Performance Metrics
Work not measured cannot be managed
The most significant shortcoming of many family owned businesses is the LACK of performance metrics. Since performance metrics form the basis of integrated work management systems that routinely reduce labor costs by 20-30 percent, their omission can be quite costly. Without adequate standards of performance, "running" the business successfully can become so time consuming that the family life is eroded, one of the most common maladies confronting family businesses. The lack of performance metrics and formalized "performance standards" in family-owned businesses is not a new problem,. but it has become more critical. Indeed, it is a survival issue for maintaining the viability and vitality of every family-owned business. Businesses can be run without performance metrics, but only by "long hours and hard work." As noted by Dr. James Crupi that work ethic has been dramatically and forever changed. The success of a business now depends on a different type of work ethic, one based on "intellect." As Dr. Crupi stated, "If I can out think you, I can out work you". That change in the work ethic is anchored by computers that not only accumulate and process information, but have created a new and compelling sense of urgency: the "pace" of doing business has increased geometrically. Executives graduated from business schools over the past twenty years have been trained to manage by assessing a business in terms of performance metrics. But how effective are these management professionals in a business environment lacking these work management tools? How effective would physicians be in providing patient care if they lacked access to lab tests, x-rays and other tools for diagnosis. What if they had to "guess" the patient's vital signs?

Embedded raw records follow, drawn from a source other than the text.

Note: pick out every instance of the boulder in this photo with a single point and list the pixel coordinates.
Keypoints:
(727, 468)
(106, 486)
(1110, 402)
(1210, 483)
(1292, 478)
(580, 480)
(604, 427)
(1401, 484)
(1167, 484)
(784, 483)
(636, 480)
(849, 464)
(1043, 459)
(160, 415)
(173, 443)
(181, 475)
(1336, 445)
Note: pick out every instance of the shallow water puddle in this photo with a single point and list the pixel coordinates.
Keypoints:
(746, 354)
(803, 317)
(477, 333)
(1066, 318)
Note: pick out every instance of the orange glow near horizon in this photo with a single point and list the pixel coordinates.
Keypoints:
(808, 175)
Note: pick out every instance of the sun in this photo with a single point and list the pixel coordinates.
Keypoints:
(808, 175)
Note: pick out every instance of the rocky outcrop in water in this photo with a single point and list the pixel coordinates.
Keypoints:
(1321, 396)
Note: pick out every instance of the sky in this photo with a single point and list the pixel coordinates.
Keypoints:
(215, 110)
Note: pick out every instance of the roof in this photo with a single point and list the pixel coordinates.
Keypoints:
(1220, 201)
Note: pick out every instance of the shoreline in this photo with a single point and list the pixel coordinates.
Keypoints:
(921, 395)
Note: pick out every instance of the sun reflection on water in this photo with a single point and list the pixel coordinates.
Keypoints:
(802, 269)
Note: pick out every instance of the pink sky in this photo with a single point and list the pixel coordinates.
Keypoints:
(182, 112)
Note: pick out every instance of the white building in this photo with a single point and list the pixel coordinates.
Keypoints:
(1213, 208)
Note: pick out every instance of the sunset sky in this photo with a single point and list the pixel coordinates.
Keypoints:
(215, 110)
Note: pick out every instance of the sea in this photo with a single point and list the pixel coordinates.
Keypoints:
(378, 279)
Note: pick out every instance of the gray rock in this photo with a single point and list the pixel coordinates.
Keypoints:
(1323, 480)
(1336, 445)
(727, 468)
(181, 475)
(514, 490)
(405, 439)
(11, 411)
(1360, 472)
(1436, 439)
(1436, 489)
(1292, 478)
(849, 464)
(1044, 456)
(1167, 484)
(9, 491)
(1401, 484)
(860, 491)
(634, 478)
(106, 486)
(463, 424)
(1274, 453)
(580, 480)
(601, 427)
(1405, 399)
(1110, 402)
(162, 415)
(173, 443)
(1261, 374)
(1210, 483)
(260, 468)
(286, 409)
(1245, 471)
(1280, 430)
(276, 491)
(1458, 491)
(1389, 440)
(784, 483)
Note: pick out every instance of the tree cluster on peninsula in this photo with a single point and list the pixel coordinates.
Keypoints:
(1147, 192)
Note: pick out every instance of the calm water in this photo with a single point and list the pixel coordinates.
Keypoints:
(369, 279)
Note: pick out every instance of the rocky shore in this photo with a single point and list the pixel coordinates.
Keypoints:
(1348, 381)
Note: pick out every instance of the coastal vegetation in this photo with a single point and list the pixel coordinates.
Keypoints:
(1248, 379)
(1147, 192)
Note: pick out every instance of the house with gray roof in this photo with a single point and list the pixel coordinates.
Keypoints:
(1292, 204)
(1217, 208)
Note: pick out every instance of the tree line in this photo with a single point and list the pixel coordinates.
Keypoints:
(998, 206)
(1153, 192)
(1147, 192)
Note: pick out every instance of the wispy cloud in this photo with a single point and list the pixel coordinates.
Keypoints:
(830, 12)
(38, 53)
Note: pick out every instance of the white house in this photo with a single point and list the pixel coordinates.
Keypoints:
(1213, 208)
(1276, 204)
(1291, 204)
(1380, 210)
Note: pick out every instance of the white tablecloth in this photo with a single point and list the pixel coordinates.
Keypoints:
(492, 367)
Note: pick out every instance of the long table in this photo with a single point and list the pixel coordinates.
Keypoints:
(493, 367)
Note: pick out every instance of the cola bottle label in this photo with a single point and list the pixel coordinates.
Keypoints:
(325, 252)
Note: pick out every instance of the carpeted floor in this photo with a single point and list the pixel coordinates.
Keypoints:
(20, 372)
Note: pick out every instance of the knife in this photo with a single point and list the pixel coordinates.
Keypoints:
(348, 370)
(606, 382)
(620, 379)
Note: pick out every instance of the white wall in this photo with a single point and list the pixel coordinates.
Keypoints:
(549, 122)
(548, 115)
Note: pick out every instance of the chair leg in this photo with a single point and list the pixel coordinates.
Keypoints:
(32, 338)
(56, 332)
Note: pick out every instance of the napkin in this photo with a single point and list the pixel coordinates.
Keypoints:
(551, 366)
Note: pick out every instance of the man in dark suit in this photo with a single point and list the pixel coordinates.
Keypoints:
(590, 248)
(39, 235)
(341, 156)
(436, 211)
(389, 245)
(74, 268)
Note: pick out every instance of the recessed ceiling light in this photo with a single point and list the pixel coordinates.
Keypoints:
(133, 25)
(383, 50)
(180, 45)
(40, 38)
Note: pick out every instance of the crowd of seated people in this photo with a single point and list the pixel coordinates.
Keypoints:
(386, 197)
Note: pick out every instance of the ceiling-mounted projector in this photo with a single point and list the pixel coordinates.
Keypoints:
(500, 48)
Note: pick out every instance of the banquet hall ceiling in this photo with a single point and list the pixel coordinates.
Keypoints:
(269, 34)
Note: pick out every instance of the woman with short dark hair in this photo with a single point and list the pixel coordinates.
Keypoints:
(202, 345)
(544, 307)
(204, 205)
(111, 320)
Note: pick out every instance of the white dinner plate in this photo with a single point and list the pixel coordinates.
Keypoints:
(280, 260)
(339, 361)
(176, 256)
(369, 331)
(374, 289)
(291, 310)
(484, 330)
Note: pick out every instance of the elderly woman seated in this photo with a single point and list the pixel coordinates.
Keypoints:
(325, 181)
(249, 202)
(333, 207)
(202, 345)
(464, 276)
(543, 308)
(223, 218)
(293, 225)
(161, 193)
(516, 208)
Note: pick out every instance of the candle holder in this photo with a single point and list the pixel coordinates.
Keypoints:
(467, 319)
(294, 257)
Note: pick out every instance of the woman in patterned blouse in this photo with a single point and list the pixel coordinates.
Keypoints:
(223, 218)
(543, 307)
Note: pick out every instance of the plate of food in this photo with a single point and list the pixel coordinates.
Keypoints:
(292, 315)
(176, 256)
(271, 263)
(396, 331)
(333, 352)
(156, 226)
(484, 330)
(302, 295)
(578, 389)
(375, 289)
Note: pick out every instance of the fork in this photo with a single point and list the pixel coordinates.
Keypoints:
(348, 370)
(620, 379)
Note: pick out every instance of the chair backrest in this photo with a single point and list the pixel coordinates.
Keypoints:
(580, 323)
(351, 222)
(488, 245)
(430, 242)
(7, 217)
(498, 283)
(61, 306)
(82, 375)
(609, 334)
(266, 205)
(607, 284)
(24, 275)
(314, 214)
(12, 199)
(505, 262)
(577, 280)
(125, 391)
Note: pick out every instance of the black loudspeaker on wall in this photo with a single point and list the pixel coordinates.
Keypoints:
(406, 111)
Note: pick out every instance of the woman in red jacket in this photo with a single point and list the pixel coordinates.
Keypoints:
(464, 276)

To develop the performance metrics and to develop the performance standards necessary to keep your business healthy requires that the major work functions in every department be identified as to volume and it must relate to time. Most simply stated, WORK NOT MEASURED CANNOT BE MANAGED. To underscore this crucial issue, pose this exercise to your senior managers at your next management meeting: "Take the next fifteen minutes and write down the following information for each department or work unit that reports to you: - What is the "measure" of work (# invoices files, # holes drilled. # phone calls, etc.)?
- What is the hourly or daily volume?
- How much time is required to complete each unit of work?
Make sure the managers do not try to explain the "process" (the first thing that happens...etc.) of how the work is being done, just the quantities. Collect the data from each manager. Then ask them to actually gather the hard data from each department or work unit supervisor. The exercise is completed when the two sets of data are compared. The variance involved may illuminate a pot of gold!Ironically, successful family businesses are coping with the demands of the future not with new or more sophisticated theories of management. but by getting back to the basics. They are returning to those ingredients that made the business successful in the first place; QUALITY, SERVICE and EFFICIENCY. All three can be achieved simultaneously only by establishing performance standards and using performance metrics to ensure the standards are being met.